Дальше рассказано о том, что мелкий винный откупщик Конаки освобождается из-под ареста, лидер винных откупщиков Родоканаки отказывается от своей угрозы прекратить откупные операции, сорок миллионов остаются в казне, министр финансов остается в министерском кресле, государственные финансы приводятся в порядок, император разрешает зажигать все свечи в дворцовых люстрах и подавать к столу бланманже.
Причины, вызвавшие все эти чудесные превращения, из которых главным было освобождение мелкого откупщика Конаки, долгое время оставались неизвестны.
"...Историки... становились в тупик..."
"Историк юридической школы колебался..."
"Психологическая школа, анализируя..."
Все они ошибались. Потому что дело заключалось в том, что "Варенька Нелидова вернулась к дисциплине" и между императором и Варенькой Нелидовой был восстановлен мир, а, "по своему рыцарскому пониманию мужских обязанностей, он (император.- А. Б.) и не мог изменить обещанию, данному женщине в такую минуту". Буржуазная историческая наука, таким образом, сводится к старой поговорке: cherchez la femme!
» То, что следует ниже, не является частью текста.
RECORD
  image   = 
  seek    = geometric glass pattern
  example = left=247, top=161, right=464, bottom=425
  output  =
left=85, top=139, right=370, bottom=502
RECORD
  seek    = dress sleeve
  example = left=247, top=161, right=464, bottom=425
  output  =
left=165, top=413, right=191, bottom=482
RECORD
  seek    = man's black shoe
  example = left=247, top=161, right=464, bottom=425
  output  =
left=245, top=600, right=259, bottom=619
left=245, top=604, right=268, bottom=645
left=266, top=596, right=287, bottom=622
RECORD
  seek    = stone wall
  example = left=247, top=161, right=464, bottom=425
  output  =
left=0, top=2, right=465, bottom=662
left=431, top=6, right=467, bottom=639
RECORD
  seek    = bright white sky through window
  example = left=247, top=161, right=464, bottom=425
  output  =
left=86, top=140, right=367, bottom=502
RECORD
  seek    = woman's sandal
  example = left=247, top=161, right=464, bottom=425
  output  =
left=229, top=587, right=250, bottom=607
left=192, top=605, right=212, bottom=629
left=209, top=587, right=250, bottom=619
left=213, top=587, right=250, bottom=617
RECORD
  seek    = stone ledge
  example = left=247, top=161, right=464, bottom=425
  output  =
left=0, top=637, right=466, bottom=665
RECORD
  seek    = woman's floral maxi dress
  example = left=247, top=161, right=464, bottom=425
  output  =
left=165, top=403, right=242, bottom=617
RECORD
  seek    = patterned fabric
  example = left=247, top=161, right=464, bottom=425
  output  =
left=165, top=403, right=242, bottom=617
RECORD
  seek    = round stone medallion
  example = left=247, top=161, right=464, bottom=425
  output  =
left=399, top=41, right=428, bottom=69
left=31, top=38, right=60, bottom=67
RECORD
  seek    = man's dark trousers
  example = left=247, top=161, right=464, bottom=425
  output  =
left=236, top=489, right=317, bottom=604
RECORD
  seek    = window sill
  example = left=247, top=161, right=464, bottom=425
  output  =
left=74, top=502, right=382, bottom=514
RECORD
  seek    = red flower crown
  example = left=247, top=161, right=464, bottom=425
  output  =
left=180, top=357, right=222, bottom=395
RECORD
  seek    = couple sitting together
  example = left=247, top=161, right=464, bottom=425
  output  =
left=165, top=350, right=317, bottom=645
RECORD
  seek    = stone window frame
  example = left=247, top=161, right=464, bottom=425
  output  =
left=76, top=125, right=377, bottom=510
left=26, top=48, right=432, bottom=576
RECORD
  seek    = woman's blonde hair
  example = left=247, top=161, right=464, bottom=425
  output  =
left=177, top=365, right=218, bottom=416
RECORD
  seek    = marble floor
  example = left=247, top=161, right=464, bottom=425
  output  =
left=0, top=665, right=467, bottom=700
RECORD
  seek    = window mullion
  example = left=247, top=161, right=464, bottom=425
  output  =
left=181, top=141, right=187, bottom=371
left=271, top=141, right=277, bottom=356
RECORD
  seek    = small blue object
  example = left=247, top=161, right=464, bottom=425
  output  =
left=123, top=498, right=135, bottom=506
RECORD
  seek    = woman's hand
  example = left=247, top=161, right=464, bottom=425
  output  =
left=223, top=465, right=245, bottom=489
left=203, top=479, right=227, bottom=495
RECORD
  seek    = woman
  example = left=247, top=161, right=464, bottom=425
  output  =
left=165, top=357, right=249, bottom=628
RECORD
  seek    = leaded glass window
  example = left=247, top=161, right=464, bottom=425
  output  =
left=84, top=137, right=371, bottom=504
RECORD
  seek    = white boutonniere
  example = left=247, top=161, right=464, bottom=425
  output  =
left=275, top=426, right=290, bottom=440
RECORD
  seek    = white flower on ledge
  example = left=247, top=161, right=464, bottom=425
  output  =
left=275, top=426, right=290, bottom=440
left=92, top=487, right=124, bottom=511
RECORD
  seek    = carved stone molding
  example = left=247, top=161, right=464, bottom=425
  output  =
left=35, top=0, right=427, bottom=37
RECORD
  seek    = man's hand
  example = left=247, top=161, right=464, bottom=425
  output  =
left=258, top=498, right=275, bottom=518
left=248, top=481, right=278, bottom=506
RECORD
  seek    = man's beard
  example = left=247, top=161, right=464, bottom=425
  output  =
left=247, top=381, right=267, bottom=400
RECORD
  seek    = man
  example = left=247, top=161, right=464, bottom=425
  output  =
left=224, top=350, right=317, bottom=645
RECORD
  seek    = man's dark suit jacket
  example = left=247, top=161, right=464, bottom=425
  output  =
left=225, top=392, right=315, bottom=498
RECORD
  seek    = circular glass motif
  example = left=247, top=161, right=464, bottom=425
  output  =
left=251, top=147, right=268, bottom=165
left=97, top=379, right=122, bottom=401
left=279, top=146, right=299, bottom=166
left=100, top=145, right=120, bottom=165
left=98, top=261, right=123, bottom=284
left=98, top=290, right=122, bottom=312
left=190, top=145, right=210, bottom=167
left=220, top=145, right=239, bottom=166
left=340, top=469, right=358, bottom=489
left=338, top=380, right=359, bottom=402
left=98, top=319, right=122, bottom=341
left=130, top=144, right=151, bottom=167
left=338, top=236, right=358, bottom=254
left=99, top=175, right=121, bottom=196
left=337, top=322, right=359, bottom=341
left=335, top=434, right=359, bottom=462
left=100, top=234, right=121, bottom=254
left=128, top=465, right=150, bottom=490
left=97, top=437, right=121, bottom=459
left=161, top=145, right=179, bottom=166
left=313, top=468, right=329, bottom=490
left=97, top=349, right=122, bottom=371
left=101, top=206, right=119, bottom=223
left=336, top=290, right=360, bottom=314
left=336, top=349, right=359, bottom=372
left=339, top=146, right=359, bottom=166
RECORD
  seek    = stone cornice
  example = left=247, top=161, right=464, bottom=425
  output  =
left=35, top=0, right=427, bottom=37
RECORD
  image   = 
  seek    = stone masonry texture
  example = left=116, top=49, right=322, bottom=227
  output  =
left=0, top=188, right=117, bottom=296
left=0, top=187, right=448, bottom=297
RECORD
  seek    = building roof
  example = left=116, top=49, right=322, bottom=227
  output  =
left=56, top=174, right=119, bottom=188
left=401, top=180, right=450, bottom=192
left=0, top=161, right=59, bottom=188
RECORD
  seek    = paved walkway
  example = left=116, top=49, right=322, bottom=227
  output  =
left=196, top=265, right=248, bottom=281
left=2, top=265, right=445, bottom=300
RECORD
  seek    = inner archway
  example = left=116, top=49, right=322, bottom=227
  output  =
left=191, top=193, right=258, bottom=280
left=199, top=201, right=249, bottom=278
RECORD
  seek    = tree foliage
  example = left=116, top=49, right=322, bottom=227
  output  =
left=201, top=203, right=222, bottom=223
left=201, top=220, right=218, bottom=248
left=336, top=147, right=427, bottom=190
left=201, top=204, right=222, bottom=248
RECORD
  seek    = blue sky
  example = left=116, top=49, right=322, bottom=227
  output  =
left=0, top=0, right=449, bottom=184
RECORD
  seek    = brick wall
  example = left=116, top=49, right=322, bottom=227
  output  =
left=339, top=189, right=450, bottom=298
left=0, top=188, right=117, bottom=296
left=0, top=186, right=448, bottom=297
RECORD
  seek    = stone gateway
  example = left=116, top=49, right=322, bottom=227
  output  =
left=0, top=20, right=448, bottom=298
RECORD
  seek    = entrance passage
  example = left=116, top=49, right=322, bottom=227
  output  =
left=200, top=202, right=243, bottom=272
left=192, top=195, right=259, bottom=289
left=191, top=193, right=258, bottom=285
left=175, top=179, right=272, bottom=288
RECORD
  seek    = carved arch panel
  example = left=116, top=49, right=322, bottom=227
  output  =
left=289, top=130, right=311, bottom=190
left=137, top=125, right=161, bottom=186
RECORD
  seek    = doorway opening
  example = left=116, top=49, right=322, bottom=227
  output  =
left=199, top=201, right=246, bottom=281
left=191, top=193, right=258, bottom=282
Буржуазная историческая наука, как утверждает вульгарный социологизм, сводится к поговоркам, разговорам, слухам и сплетням. Тынянов трудолюбиво снимает с буржуазной исторической науки переливающийся романтическими красками налет таинственности и ядовитую плесень сплетни. Правильное изображение истории все время перебивается неправильным (как полагает Тынянов). Но писатель показывает, как начинает выглядеть история по версиям официальным и официозным, по разговорам, слухам и сплетням. И тогда все приобретает истинность, саркастичность и убедительность.